Phil presented his share of challenges (that’s me, being kind), and at times it seemed that there was no end to the accommodations we would make for him. To some degree, our day-to-day lives had stopped making sense. So, after Phil’s death, our lives immediately became easier. What was complicated became simple, what was messy became neat, what was costly became affordable, what was dangerous became safe. And with those improvements came immeasurable guilt. I wonder how common that is: to lose a loved one, and then realize (a week later, maybe two weeks) that there’s an advantage…that among the heartbreak and the horror, there’s a boon. With that realization, mourning commenced anew for me, as I began to doubt my devotion and my decency.
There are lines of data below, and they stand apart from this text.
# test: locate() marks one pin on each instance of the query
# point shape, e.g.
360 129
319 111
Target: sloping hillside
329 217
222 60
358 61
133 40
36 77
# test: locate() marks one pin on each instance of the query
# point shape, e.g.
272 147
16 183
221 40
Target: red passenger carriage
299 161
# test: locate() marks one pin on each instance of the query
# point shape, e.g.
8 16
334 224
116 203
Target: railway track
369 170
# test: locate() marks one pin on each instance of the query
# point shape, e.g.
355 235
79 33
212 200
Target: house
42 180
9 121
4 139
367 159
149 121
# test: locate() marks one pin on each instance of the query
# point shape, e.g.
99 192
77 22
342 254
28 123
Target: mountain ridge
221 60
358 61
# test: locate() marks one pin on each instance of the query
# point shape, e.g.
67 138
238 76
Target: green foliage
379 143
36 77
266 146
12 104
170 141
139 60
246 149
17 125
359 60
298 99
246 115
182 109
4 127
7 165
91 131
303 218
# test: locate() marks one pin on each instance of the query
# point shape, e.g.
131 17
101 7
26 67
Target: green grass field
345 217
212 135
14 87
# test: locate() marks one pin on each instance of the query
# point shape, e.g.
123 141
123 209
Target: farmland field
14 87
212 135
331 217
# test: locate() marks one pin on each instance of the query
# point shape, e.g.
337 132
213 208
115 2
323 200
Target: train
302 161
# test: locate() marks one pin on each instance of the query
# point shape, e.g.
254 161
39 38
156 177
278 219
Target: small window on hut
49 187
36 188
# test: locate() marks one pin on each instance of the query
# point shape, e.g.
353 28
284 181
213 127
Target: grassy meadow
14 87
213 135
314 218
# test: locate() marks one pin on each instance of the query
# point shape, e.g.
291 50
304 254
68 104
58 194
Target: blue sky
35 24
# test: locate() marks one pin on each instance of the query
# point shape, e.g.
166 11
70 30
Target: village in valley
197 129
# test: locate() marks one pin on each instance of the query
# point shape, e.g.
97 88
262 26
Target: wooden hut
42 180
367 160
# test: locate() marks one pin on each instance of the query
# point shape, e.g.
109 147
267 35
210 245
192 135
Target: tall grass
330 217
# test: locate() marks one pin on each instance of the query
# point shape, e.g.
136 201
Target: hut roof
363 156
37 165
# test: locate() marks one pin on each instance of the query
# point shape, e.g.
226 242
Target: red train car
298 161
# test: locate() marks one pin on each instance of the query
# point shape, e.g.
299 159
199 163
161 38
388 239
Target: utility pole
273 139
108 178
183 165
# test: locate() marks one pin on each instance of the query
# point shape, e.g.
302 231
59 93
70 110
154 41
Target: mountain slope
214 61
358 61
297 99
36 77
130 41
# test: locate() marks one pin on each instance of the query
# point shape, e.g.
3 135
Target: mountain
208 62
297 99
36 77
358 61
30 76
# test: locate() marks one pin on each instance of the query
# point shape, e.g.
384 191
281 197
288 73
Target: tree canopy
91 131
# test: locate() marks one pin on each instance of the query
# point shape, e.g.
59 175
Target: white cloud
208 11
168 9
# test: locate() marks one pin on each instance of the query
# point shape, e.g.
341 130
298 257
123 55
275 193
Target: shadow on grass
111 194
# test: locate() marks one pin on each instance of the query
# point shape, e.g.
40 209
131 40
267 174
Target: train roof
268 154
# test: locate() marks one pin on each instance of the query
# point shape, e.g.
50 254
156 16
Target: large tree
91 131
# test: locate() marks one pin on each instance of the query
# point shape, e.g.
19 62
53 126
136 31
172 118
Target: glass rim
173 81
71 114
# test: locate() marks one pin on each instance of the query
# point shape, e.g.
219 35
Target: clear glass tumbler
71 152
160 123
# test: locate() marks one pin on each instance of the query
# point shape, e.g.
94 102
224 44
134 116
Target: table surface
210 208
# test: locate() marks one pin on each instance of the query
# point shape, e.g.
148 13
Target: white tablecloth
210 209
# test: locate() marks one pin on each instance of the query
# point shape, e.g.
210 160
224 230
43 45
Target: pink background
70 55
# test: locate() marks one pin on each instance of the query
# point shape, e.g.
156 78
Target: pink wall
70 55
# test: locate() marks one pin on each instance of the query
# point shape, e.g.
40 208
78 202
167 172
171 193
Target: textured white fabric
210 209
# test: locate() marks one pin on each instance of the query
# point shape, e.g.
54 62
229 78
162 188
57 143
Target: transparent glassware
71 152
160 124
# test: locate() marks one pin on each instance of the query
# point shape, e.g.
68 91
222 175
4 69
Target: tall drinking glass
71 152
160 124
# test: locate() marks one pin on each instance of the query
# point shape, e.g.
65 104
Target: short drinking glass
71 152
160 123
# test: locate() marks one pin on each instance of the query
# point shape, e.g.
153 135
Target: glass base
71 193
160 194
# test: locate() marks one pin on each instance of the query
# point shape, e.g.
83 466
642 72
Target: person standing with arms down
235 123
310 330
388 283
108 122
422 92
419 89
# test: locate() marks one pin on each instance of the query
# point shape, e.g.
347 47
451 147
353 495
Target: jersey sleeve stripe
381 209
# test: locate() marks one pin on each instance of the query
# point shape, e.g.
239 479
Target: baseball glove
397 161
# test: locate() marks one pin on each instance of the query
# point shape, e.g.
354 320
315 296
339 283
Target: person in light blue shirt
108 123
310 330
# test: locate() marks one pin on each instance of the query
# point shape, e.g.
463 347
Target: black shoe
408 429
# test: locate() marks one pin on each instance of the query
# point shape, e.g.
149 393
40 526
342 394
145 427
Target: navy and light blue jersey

Eventually, those doubts faded as I embraced my altered life, and embraced the animals that remain in my care. Today, we talk about the good times, and we make each other laugh with stories of Phil's quirky nature and his strong will. Sometimes, I reach for Phil at night, wanting to bury my hand in his fur, to find him warm, with a beating heart, but it’s not to be. I feel broken, and I lie there, trying to keep the memories fresh, even if that keeps the pain fresh. I imagine my arms around him, I remember my whispered “It’s okay, baby,” and I fall asleep.